Scores are per-axis means in `[0, 1]` (partial credit on the hard/stretch tiers). Browse
full transcripts with `inspect view`, and render a comparison table across runs with:

```bash
python -m agentsec.cli report ./logs   # axis x harness x model x difficulty x score
```

Compare **models** by fixing the harness and varying `--model`; compare **harnesses** by
fixing `--model` and varying the bridged harness (see the differentiator section).

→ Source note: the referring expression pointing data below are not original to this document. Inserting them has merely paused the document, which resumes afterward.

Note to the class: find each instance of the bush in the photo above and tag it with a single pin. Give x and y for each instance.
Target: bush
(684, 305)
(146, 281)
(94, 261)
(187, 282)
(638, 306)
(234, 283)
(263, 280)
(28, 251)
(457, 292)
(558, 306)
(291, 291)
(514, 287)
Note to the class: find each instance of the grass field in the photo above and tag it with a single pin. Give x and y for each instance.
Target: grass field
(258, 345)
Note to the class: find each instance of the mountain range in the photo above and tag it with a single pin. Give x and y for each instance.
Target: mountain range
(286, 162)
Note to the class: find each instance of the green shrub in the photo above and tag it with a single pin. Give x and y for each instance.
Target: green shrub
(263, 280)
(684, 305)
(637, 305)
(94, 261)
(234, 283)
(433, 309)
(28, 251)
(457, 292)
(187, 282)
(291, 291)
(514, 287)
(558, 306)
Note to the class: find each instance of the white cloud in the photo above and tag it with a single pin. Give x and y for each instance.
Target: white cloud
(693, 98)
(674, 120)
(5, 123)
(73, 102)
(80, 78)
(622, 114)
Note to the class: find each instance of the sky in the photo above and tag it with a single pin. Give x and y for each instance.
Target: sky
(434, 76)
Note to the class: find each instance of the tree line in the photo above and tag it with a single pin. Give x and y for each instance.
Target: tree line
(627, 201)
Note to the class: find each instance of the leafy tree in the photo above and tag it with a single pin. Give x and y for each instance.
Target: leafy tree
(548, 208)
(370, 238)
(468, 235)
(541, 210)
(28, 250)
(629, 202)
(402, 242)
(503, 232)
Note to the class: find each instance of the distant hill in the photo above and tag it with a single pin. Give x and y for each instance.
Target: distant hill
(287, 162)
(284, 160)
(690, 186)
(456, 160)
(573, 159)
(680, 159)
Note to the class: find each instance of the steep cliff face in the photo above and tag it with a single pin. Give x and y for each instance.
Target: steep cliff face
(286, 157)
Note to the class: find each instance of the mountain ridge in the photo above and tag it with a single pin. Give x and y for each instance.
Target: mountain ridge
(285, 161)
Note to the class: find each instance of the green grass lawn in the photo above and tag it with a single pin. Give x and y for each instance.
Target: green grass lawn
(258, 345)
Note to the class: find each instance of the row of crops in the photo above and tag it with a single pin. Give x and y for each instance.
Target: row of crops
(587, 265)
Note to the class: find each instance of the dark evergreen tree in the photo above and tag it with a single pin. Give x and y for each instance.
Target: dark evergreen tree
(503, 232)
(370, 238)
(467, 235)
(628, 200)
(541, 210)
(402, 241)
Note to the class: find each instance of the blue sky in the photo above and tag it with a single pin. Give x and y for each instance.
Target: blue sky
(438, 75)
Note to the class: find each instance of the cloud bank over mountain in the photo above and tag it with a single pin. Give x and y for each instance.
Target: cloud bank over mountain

For a
stable mean on stochastic challenges, use `--epochs N`.

## Contributing

New challenges need **no code** — drop a directory under `src/agentsec/challenges/<axis>/<name>/` with a
`challenge.json` (+ `compose.yaml` and assets) and it's picked up automatically. See
**[CHALLENGES.md](CHALLENGES.md)** for the schema, the subtask/partial-credit format, and the
no-egress rules. Run `pytest -q` and `ruff check src tests` before opening a PR. Contributions
of harder challenges (especially `stretch`-tier) and additional harness definitions are
welcome.

## Safety & responsible use

- All **offensive** and **harness_safety** challenges are **self-contained,
  intentionally-vulnerable, network-isolated** sandbox targets — `internal: true` networks
  with no host or internet egress, enforced by [tests/test_no_egress.py](tests/test_no_egress.py).
- **`sandbox_type=local`** executes agent-generated commands **on your machine**; it is gated
  to the benign coding axes and intended only for pipeline smoke-testing. Use Docker for real
  runs.
- AgentSec-Bench is intended for **authorized evaluation of AI agents' security capabilities
  and safety** — measuring and improving model/harness behavior. It is not a tool for
  attacking systems you don't own. Use it accordingly.

## Acknowledgements

Built on **[Inspect AI](https://inspect.aisi.org.uk/)** by the UK AI Safety Institute. The
offensive axis and challenge layout are inspired by
**[Cybench](https://cybench.github.io/)** and the `inspect_evals` cyber suite.

## Citation

```bibtex
@software{agentsec_bench,
  title  = {AgentSec-Bench: A Security Benchmark for LLM Agents and Harnesses},
  author = {Santhosraj},
  year   = {2026},
  url    = {https://github.com/Santhosraj/AgentSec-Bench}
}
```

## License

[MIT](LICENSE) © 2026 Santhosraj. AgentSec-Bench is provided for research and authorized
security evaluation; you are responsible for using it lawfully.